Birşeyler yedikten sonra derse girdik.
🍀🍀🍀
"Ayy yeni bir mekan açılmış gidelim mi?" Dedi İrem Görkem her zaman ki gibi hemen atladı.
"HEMEN GİDİYORUZ!!" Yeşim bana dönerek
"Gidelim mi Beril? Biraz eğleniriz." Hepsi bana minnoş minnoş baktılar. Dayanamadım o tatlı bakışlarına
"Of tamam." Hep bir ağızdan bağırdılar
"YEYYYYY!"
🍀🍀🍀
İçeriden güzel kahve kokuları geliyordu. Burayı şimdiden sevmiştim. Çünkü bir yeri sevmem için çoğu zaman kahve olması yetiyordu. İçeri girdiğimizde bizimkiler heyecandan yerinde duramıyordu. Benim de içimde küçük bir heyecan oluştu. Köşede ki bir masaya oturduk. Ben kahve istedim. Görkem limonata, İrem özel karışımlı içecek, Yeşim'de milkshake istedi.
Biz içeceklerimizi içerken sahneye birisi çıktı. İrem hafifçe kulağıma fısıldadı" çocuk çok yakışıklı" ikimizde güldük. Klasik İrem işte. Çocuk eline gitarını aldı anladım ki canlı müzik olacaktı. Burayı gerçekten sevmiştim kahve var müzik var… arkasından bir kaç adam daha sahneye çıktı. Gitar çalan çocuk bir kaç notaya bastı o an anladım hemen hangi şarkı olduğunu. "Mor ve Ötesi - Oyunbozan"
🍀🍀🍀
" Ben lavaboya gidip geliyorum " dedim.
"Bende geliyorum " dedi İrem ve Yeşim aynı anda. Yolda bağırış sesleri duydum.
"Bu sesler ne ya?" Dedim
"Bilmem" dedi Yeşim. Tabii ki de merakımdan duramadım. Kapıya iyice yaklaştım.
"Beril! Dur gitme" dedi İrem gene gereksiz panik yapıyordu. Arkadan da ayak sesleri gelmeye başladı.
"Birşey olmaz " dedim. Kulağımı kapıya dayadım.
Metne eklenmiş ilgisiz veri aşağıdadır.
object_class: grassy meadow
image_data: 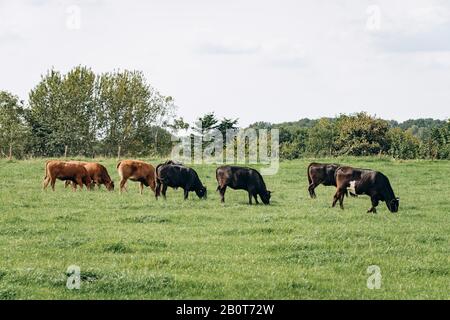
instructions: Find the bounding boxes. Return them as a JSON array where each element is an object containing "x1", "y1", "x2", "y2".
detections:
[{"x1": 0, "y1": 158, "x2": 450, "y2": 299}]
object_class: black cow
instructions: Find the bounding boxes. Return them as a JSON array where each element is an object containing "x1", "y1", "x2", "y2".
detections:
[
  {"x1": 156, "y1": 160, "x2": 207, "y2": 200},
  {"x1": 333, "y1": 167, "x2": 400, "y2": 213},
  {"x1": 216, "y1": 166, "x2": 271, "y2": 204},
  {"x1": 307, "y1": 163, "x2": 340, "y2": 198}
]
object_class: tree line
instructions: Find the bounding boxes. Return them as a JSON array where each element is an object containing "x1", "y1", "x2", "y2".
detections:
[
  {"x1": 0, "y1": 66, "x2": 450, "y2": 159},
  {"x1": 251, "y1": 112, "x2": 450, "y2": 159}
]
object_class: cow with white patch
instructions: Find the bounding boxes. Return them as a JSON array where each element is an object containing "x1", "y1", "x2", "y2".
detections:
[{"x1": 333, "y1": 167, "x2": 400, "y2": 213}]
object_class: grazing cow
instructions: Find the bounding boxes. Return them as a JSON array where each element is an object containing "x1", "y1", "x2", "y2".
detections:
[
  {"x1": 333, "y1": 167, "x2": 400, "y2": 213},
  {"x1": 156, "y1": 160, "x2": 207, "y2": 200},
  {"x1": 307, "y1": 163, "x2": 340, "y2": 198},
  {"x1": 117, "y1": 160, "x2": 156, "y2": 194},
  {"x1": 216, "y1": 166, "x2": 271, "y2": 204},
  {"x1": 44, "y1": 160, "x2": 92, "y2": 191},
  {"x1": 66, "y1": 161, "x2": 114, "y2": 191}
]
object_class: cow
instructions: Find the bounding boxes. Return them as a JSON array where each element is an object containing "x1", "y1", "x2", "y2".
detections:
[
  {"x1": 307, "y1": 163, "x2": 340, "y2": 199},
  {"x1": 44, "y1": 160, "x2": 92, "y2": 191},
  {"x1": 156, "y1": 161, "x2": 207, "y2": 200},
  {"x1": 333, "y1": 167, "x2": 400, "y2": 213},
  {"x1": 66, "y1": 161, "x2": 114, "y2": 191},
  {"x1": 216, "y1": 166, "x2": 271, "y2": 204},
  {"x1": 117, "y1": 160, "x2": 156, "y2": 194}
]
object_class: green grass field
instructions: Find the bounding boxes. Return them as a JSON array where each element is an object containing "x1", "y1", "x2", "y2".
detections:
[{"x1": 0, "y1": 158, "x2": 450, "y2": 299}]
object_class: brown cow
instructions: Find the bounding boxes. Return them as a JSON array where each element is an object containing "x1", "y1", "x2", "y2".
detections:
[
  {"x1": 66, "y1": 161, "x2": 114, "y2": 191},
  {"x1": 44, "y1": 160, "x2": 92, "y2": 191},
  {"x1": 117, "y1": 160, "x2": 156, "y2": 194}
]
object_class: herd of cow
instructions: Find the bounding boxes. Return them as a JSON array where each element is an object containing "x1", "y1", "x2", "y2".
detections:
[{"x1": 44, "y1": 160, "x2": 399, "y2": 213}]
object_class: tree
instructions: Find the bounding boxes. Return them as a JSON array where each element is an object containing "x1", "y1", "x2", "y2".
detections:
[
  {"x1": 97, "y1": 70, "x2": 171, "y2": 154},
  {"x1": 215, "y1": 118, "x2": 239, "y2": 137},
  {"x1": 387, "y1": 128, "x2": 420, "y2": 159},
  {"x1": 337, "y1": 112, "x2": 389, "y2": 156},
  {"x1": 307, "y1": 118, "x2": 338, "y2": 156},
  {"x1": 27, "y1": 67, "x2": 98, "y2": 156},
  {"x1": 0, "y1": 91, "x2": 27, "y2": 159},
  {"x1": 192, "y1": 112, "x2": 219, "y2": 135}
]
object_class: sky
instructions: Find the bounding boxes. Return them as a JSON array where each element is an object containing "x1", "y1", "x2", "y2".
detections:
[{"x1": 0, "y1": 0, "x2": 450, "y2": 125}]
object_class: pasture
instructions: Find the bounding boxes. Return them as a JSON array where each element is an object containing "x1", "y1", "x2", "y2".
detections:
[{"x1": 0, "y1": 158, "x2": 450, "y2": 299}]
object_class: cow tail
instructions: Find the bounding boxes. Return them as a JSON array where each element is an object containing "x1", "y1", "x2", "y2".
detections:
[
  {"x1": 44, "y1": 160, "x2": 50, "y2": 180},
  {"x1": 306, "y1": 163, "x2": 312, "y2": 185}
]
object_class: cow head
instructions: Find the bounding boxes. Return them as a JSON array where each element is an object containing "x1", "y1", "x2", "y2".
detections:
[
  {"x1": 259, "y1": 190, "x2": 272, "y2": 204},
  {"x1": 387, "y1": 198, "x2": 400, "y2": 213},
  {"x1": 195, "y1": 186, "x2": 208, "y2": 199}
]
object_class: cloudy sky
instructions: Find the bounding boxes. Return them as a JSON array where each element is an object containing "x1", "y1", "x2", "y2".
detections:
[{"x1": 0, "y1": 0, "x2": 450, "y2": 125}]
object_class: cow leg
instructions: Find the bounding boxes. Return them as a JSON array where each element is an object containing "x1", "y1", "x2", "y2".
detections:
[
  {"x1": 162, "y1": 184, "x2": 167, "y2": 200},
  {"x1": 155, "y1": 179, "x2": 161, "y2": 199},
  {"x1": 147, "y1": 179, "x2": 156, "y2": 194},
  {"x1": 119, "y1": 178, "x2": 127, "y2": 193},
  {"x1": 44, "y1": 177, "x2": 50, "y2": 190},
  {"x1": 76, "y1": 178, "x2": 83, "y2": 191},
  {"x1": 332, "y1": 189, "x2": 345, "y2": 210},
  {"x1": 219, "y1": 187, "x2": 227, "y2": 203},
  {"x1": 339, "y1": 192, "x2": 345, "y2": 210},
  {"x1": 367, "y1": 197, "x2": 380, "y2": 213},
  {"x1": 308, "y1": 182, "x2": 317, "y2": 199},
  {"x1": 50, "y1": 178, "x2": 56, "y2": 191}
]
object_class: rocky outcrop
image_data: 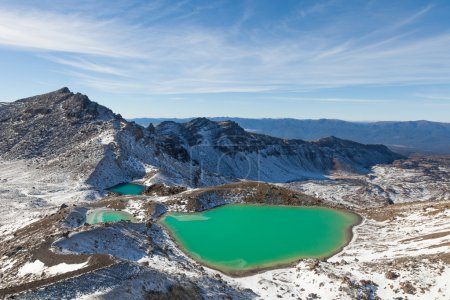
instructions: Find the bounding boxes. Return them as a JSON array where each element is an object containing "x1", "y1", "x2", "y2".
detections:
[{"x1": 0, "y1": 88, "x2": 401, "y2": 188}]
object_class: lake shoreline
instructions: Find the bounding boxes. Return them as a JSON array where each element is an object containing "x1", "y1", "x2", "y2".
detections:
[{"x1": 157, "y1": 203, "x2": 363, "y2": 278}]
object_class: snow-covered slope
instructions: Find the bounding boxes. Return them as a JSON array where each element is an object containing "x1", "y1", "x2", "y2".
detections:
[
  {"x1": 0, "y1": 88, "x2": 401, "y2": 188},
  {"x1": 153, "y1": 118, "x2": 401, "y2": 182}
]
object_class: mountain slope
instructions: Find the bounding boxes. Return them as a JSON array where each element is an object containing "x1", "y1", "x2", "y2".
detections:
[
  {"x1": 0, "y1": 88, "x2": 401, "y2": 188},
  {"x1": 154, "y1": 118, "x2": 401, "y2": 182},
  {"x1": 133, "y1": 117, "x2": 450, "y2": 154}
]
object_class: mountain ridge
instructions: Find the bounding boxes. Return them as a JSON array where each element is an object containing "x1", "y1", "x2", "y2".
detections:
[
  {"x1": 0, "y1": 88, "x2": 402, "y2": 188},
  {"x1": 130, "y1": 117, "x2": 450, "y2": 155}
]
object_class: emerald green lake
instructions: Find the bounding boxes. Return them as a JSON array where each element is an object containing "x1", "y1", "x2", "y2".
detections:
[
  {"x1": 86, "y1": 209, "x2": 137, "y2": 224},
  {"x1": 108, "y1": 183, "x2": 145, "y2": 195},
  {"x1": 162, "y1": 204, "x2": 359, "y2": 275}
]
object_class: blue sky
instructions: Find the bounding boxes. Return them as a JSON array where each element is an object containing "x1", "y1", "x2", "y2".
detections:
[{"x1": 0, "y1": 0, "x2": 450, "y2": 122}]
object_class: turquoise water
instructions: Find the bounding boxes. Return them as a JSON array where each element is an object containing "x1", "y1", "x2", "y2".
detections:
[
  {"x1": 86, "y1": 209, "x2": 137, "y2": 224},
  {"x1": 162, "y1": 205, "x2": 359, "y2": 274},
  {"x1": 108, "y1": 183, "x2": 145, "y2": 195}
]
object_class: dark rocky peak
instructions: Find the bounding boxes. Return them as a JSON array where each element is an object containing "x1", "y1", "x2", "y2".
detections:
[
  {"x1": 11, "y1": 87, "x2": 118, "y2": 123},
  {"x1": 184, "y1": 118, "x2": 217, "y2": 131},
  {"x1": 218, "y1": 121, "x2": 247, "y2": 135}
]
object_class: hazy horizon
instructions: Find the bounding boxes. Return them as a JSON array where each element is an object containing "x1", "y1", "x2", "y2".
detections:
[{"x1": 0, "y1": 0, "x2": 450, "y2": 122}]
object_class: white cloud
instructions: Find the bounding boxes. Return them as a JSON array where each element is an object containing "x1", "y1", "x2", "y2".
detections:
[{"x1": 0, "y1": 6, "x2": 450, "y2": 95}]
Merak edip Yeşim ve İremde yanıma geldi. Adım sesleri iyice yaklaşmaya başladı. Tam o sırada büyük bir çığlık sesi geldi. Korktuk biraz geriye çıktık. Kapı açıldı, ayak sesleri durdu. Kafamı ayak seslerinin olduğu tarafa çevirdim. O gitar çalan çocuk ve arkadaşlarını gördüm. Büyük bir şaşkınlıkla önüme döndüğümde odadan gelen sesin kimden geldiğini anladım. Bir adam yerde kanlar içinde yatıyordu. Korkudan ne yapacağımı bilmiyordum. Etrafında duran adamlardan liderleri gibi gözüken adam bize doğru yaklaşmaya başladı. Gitar çalan çocuk "KOŞUN!!" diye bağırmaya başladı. Hepimiz aynı anda koşmaya başladık İrem dışında. Geri dönüp İremi alacaktım ki gitar çalan çocuk beni durdurdu. Gitmeme izin vermedi. O an bir silah sesi geldi. İrem yere yığıldı. Hepimiz donup kaldık. O sırada siren sesleri duyuldu. Adamlar aceleyle kaçmaya başladı. Gitar çalan çocuk ve ekibi onları durdurmaya çalıştı ama işe yaramadı. İrem'in karnından o kadar çok kan çıkıyordu ki elimden hiç birşey gelmiyordu. Çaresizce ağladım, İrem'ime sarıldım. Gitar çalan çocuk yanımdan ayrılmıyordu. Polisler yanımıza geldi sonrada ambulans ekipleri.